A strange lift

                          A strange lift

There is a strange lift.The lift can stop can at every floor as you want, and there is a number Ki(0 <= Ki <= N) on every floor.The lift have just two buttons: up and down.When you at floor i,if you press the button “UP” , you will go up Ki floor,i.e,you will go to the i+Ki th floor,as the same, if you press the button “DOWN” , you will go down Ki floor,i.e,you will go to the i-Ki th floor. Of course, the lift can’t go up high than N,and can’t go down lower than 1. For example, there is a buliding with 5 floors, and k1 = 3, k2 = 3,k3 = 1,k4 = 2, k5 = 5.Begining from the 1 st floor,you can press the button “UP”, and you’ll go up to the 4 th floor,and if you press the button “DOWN”, the lift can’t do it, because it can’t go down to the -2 th floor,as you know ,the -2 th floor isn’t exist.
Here comes the problem: when you are on floor A,and you want to go to floor B,how many times at least he has to press the button “UP” or “DOWN”?
Input
The input consists of several test cases.,Each test case contains two lines.
The first line contains three integers N ,A,B( 1 <= N,A,B <= 200) which describe above,The second line consist N integers k1,k2,….kn.
A single 0 indicate the end of the input.
Output
For each case of the input output a interger, the least times you have to press the button when you on floor A,and you want to go to floor B.If you can’t reach floor B,printf “-1”.
Sample Input
5 1 5
3 3 1 2 5
0
Sample Output
3

题目大意：乘坐电梯，给定电梯层数N和起始层数A,B，在每一层给定一个数字a[i]，该数字表示可以在该层上升或下降a[i]层，问最少按几次可以到达目标层？若不能到达输出-1.

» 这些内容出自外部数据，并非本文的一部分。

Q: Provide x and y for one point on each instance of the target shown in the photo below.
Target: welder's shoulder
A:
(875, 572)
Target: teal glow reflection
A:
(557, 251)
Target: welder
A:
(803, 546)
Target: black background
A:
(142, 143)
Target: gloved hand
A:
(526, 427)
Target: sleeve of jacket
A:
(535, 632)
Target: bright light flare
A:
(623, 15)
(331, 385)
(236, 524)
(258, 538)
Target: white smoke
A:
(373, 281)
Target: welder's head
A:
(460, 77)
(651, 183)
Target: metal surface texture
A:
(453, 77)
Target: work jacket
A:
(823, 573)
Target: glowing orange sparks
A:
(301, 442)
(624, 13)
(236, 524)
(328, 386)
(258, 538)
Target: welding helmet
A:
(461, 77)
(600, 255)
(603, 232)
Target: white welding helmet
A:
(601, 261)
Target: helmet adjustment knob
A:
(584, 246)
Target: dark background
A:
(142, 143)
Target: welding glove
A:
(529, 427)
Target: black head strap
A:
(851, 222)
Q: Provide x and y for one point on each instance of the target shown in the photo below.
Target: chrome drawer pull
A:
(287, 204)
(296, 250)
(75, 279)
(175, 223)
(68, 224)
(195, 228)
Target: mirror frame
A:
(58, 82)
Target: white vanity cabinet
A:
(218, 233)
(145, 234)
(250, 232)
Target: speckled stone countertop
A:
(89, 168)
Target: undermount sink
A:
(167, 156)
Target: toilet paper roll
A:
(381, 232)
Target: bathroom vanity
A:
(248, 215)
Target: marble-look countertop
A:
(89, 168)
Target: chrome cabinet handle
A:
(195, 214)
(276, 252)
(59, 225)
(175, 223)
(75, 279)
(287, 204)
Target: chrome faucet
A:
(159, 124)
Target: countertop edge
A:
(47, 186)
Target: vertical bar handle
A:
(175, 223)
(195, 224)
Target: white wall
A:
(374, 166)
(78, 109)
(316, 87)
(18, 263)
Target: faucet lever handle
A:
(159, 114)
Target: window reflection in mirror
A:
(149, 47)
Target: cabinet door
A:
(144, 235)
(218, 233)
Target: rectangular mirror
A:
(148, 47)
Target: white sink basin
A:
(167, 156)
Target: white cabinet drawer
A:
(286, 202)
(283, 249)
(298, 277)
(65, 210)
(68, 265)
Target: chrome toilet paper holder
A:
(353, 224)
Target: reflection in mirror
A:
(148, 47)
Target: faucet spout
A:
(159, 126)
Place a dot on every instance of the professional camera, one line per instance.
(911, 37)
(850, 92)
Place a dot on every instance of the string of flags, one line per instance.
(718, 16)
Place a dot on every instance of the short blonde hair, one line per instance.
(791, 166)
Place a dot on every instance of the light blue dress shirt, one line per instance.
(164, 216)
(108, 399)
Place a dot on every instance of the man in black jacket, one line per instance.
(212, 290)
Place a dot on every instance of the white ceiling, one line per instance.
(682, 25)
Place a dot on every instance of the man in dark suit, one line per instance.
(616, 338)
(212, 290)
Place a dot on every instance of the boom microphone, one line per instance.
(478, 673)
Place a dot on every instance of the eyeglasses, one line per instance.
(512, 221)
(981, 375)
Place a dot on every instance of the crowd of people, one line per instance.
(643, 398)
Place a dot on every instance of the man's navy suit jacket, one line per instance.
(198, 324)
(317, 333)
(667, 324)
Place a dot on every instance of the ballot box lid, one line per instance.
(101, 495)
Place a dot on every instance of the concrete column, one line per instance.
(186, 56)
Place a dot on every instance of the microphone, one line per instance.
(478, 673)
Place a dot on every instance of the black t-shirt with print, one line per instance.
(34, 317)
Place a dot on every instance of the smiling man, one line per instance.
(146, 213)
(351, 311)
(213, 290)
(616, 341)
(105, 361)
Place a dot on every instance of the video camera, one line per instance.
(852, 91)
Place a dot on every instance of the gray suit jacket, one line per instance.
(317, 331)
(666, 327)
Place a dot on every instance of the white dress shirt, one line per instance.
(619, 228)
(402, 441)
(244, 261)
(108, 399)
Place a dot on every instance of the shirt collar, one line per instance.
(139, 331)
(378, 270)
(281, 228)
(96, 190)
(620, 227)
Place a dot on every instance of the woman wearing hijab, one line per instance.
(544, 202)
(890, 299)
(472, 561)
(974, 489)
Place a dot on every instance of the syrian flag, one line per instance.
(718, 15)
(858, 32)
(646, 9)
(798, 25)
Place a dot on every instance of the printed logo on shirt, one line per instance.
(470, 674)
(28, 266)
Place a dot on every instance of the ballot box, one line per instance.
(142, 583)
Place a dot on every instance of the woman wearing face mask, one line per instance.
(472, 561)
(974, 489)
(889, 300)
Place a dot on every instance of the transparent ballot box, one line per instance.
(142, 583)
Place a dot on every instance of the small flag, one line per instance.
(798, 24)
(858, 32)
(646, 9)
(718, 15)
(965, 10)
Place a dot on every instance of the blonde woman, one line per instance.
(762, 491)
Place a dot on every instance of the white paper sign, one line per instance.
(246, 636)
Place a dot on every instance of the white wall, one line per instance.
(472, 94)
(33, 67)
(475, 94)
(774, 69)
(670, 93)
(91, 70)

思路：把每一层看做一个点，即可抽象成一个图，就成了求单元最短路问题，Dijkstra即可解决。

code：

#include<iostream>
#include<cstdio>
#include<cstring>
#include<algorithm>
using namespace std;
const int INF = 1<<30;

int N,A,B;
int map[205][205];
int a[205];
int dis[205],f[205];

void dijkstra(int A,int B)
{
    int min,k;
    memset(f,0,sizeof(f));
    for(int i=1;i<=N;i++)
        dis[i] = map[A][i];
    f[A] = 1;
    dis[A] = 0;
    for(int i=2;i<=N;i++)
    {
        min = INF;
        for(int j=1;j<=N;j++)
         if(!f[j] && min > dis[j])
         {
            k = j;
            min = dis[j];
         }
        if(min == INF) break;
        f[k] = 1;
        for(int j=1;j<=N;j++)
         if(dis[j] > dis[k] + map[k][j] && !f[j])
           dis[j] = dis[k] + map[k][j];
    }
}

int main()
{
    while(~scanf("%d",&N) && N)
    {
        scanf("%d%d",&A,&B);
        for(int i=1;i<=N;i++)
          for(int j=1;j<=N;j++)
            map[i][j] = INF;
        for(int i=1;i<=N;i++)
        {
            scanf("%d",&a[i]);
            if(i+a[i] <= N) map[i][i+a[i]] = 1;
            if(i-a[i] >= 0) map[i][i-a[i]] = 1;
        }
        dijkstra(A,B);
        if(dis[B] != INF) printf("%d\n",dis[B]);
        else printf("-1\n");
    }
    return 0;
}